Mais il existe de nouveaux traitements plus courts, qui se prennent par voie orale et qui ont moins d’effets secondaires. Il est urgent que ces traitements soient proposés à toutes les personnes souffrant de tuberculose pharmacorésistante, directement chez elles, et soient accompagnés d’autres services, tels qu’un soutien psychologique et un accompagnement nutritionnel. Si possible, un suivi, un contrôle et un accompagnement à distance par SMS et par appels vidéo doivent être mis en place. 
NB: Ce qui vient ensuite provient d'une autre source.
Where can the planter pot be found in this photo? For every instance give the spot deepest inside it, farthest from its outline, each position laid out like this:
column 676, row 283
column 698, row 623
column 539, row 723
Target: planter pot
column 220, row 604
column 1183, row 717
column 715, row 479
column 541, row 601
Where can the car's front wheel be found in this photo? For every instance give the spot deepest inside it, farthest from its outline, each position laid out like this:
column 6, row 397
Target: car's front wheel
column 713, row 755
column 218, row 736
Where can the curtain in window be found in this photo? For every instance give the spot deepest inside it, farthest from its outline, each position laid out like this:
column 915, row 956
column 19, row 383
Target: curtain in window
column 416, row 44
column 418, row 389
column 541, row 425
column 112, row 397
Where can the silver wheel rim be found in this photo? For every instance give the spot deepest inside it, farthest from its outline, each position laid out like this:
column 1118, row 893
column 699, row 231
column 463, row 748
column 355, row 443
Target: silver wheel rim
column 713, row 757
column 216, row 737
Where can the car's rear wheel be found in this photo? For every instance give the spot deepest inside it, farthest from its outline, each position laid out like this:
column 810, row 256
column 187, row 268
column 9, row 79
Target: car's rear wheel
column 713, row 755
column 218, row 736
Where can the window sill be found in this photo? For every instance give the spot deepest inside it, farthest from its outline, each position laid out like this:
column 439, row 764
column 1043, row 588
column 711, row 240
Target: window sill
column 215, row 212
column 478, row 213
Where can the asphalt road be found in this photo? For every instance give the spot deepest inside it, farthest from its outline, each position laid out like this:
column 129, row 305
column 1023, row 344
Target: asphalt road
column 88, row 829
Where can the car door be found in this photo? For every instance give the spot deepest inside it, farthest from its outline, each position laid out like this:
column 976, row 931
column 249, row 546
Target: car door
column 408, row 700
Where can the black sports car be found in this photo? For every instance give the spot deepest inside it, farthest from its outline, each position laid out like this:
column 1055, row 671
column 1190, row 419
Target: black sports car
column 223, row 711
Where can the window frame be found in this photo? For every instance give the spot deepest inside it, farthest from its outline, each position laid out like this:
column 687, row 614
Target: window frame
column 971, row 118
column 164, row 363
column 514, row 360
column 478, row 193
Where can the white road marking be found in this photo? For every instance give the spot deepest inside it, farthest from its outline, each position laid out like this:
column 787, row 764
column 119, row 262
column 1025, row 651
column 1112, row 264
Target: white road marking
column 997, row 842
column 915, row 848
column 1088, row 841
A radical shift is needed in diagnosis and treatment if we are going to make up the ground we have lost due to COVID-19.

Un changement radical des méthodes de dépistage et de traitement doit être opéré pour nous permettre de rattraper le retard que nous avons accumulé à cause du COVID-19.

Enfin, nous devons utiliser les nouvelles technologies pour faire remonter les données en temps réel. Avec le COVID-19, nous avons vu que c’était possible ; mais pour la tuberculose, l’Inde est l’unique pays à collecter et transmettre des données en temps réel. La communication en temps réel des données relatives aux cas doit devenir la norme partout, à commencer par les pays les plus touchés par la maladie. Grâce à cette pratique, la riposte sera plus éclairée et plus agile.

Les effets du COVID-19 sur la lutte contre la tuberculose sont alarmants, mais j’ai bon espoir qu’ils soient réversibles. S’il y a un véritable engagement, notamment une augmentation des financements, et si des mesures sont prises dès maintenant, nous pourrons progresser plus vite.

Mais le temps joue contre nous. Si nous n’agissons pas maintenant, nous paierons le prix fort dans quelque temps – non seulement il sera extrêmement coûteux de revenir sur la bonne voie, mais le tribut payé à la maladie sera trop lourd.